Path parameters additionally support coercion via the path-slot type itself. The handler-side type does not need to match the slot type one-to-one — if the slot captures an int and the handler asks for a datetime, Litestar applies the second conversion:

Coercing a path parameter into a different type#
import dataclasses
from datetime import datetime, timezone
from typing import List

from litestar import Litestar, get
from litestar.params import FromPath


@dataclasses.dataclass
class Order:
    id: int
    customer_id: int


ORDERS_BY_DATETIME = {
    datetime.fromtimestamp(1667924386, tz=timezone.utc): [
        Order(id=1, customer_id=2),
        Order(id=2, customer_id=2),
    ]
}


@get(path="/orders/{from_date:int}", sync_to_thread=False)
def get_orders(from_date: FromPath[datetime]) -> List[Order]:
    return ORDERS_BY_DATETIME[from_date]


app = Litestar(route_handlers=[get_orders])
Coercing a path parameter into a different type#
import dataclasses
from datetime import datetime, timezone

from litestar import Litestar, get
from litestar.params import FromPath


@dataclasses.dataclass
class Order:
    id: int
    customer_id: int


ORDERS_BY_DATETIME = {
    datetime.fromtimestamp(1667924386, tz=timezone.utc): [
        Order(id=1, customer_id=2),
        Order(id=2, customer_id=2),
    ]
}


@get(path="/orders/{from_date:int}", sync_to_thread=False)
def get_orders(from_date: FromPath[datetime]) -> list[Order]:
    return ORDERS_BY_DATETIME[from_date]


app = Litestar(route_handlers=[get_orders])
Coercing a path parameter into a different type#
import dataclasses
from datetime import datetime, UTC

from litestar import Litestar, get
from litestar.params import FromPath


@dataclasses.dataclass
class Order:
    id: int
    customer_id: int


ORDERS_BY_DATETIME = {
    datetime.fromtimestamp(1667924386, tz=UTC): [
        Order(id=1, customer_id=2),
        Order(id=2, customer_id=2),
    ]
}


@get(path="/orders/{from_date:int}", sync_to_thread=False)
def get_orders(from_date: FromPath[datetime]) -> list[Order]:
    return ORDERS_BY_DATETIME[from_date]


app = Litestar(route_handlers=[get_orders])

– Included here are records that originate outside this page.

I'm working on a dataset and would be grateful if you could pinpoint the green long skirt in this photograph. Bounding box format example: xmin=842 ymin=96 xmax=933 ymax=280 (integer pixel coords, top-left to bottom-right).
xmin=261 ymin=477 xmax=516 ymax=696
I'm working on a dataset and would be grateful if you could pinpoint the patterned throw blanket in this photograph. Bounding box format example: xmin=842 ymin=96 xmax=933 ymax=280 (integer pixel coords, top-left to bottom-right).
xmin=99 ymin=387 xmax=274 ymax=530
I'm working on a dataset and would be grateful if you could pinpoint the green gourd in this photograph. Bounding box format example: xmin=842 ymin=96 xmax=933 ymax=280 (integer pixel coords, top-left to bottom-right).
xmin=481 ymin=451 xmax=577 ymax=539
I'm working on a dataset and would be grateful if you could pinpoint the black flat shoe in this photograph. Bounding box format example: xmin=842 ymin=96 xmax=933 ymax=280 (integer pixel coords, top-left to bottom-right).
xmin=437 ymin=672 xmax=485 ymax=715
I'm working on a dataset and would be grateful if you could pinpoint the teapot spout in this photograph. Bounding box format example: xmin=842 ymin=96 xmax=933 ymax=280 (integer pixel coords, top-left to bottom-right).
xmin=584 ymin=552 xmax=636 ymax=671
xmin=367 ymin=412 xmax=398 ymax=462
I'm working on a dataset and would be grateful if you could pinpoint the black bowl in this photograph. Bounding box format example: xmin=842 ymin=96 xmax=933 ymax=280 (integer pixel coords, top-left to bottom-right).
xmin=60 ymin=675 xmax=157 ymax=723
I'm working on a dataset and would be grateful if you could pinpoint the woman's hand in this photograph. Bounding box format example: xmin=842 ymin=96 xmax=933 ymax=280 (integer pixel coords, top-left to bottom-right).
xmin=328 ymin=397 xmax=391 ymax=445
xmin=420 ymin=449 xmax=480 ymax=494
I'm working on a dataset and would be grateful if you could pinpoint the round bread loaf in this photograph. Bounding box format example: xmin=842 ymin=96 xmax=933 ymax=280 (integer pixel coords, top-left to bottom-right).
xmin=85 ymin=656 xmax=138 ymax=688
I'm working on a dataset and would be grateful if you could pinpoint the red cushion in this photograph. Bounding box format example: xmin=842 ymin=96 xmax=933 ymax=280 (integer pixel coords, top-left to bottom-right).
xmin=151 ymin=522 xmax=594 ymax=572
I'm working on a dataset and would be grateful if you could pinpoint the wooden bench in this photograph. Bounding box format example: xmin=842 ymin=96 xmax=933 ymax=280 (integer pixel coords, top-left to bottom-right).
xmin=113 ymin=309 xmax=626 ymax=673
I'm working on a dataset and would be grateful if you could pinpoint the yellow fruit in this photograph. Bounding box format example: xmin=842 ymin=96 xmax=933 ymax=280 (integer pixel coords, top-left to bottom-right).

The same conversion rules apply to header and cookie parameters: FromHeader[int] will parse the header value as an integer, FromCookie[datetime] will parse the cookie as a datetime, and so on.

Aliasing#

By default, the name of the function parameter is used to retrieve the parameter data from the request. To decouple the two, for example to receive camelCase query keys while keeping snake_case Python parameter names, or to declare an X--prefixed header, pass name="..." to the matching specifier class:

Remapping a query parameter to a different URL name#
from typing import Dict

from typing_extensions import Annotated

from litestar import Litestar, get
from litestar.params import QueryParameter


@get("/", sync_to_thread=False)
def index(snake_case: Annotated[str, QueryParameter(name="camelCase")]) -> Dict[str, str]:
    return {"param": snake_case}


app = Litestar(route_handlers=[index])
Remapping a query parameter to a different URL name#
from typing import Annotated

from litestar import Litestar, get
from litestar.params import QueryParameter


@get("/", sync_to_thread=False)
def index(snake_case: Annotated[str, QueryParameter(name="camelCase")]) -> dict[str, str]:
    return {"param": snake_case}


app = Litestar(route_handlers=[index])

Run it

> curl http://127.0.0.1:8000/?camelCase=foo
{"param":"foo"}

A request to http://127.0.0.1:8000?camelCase=foo will be received as snake_case="foo" inside the handler.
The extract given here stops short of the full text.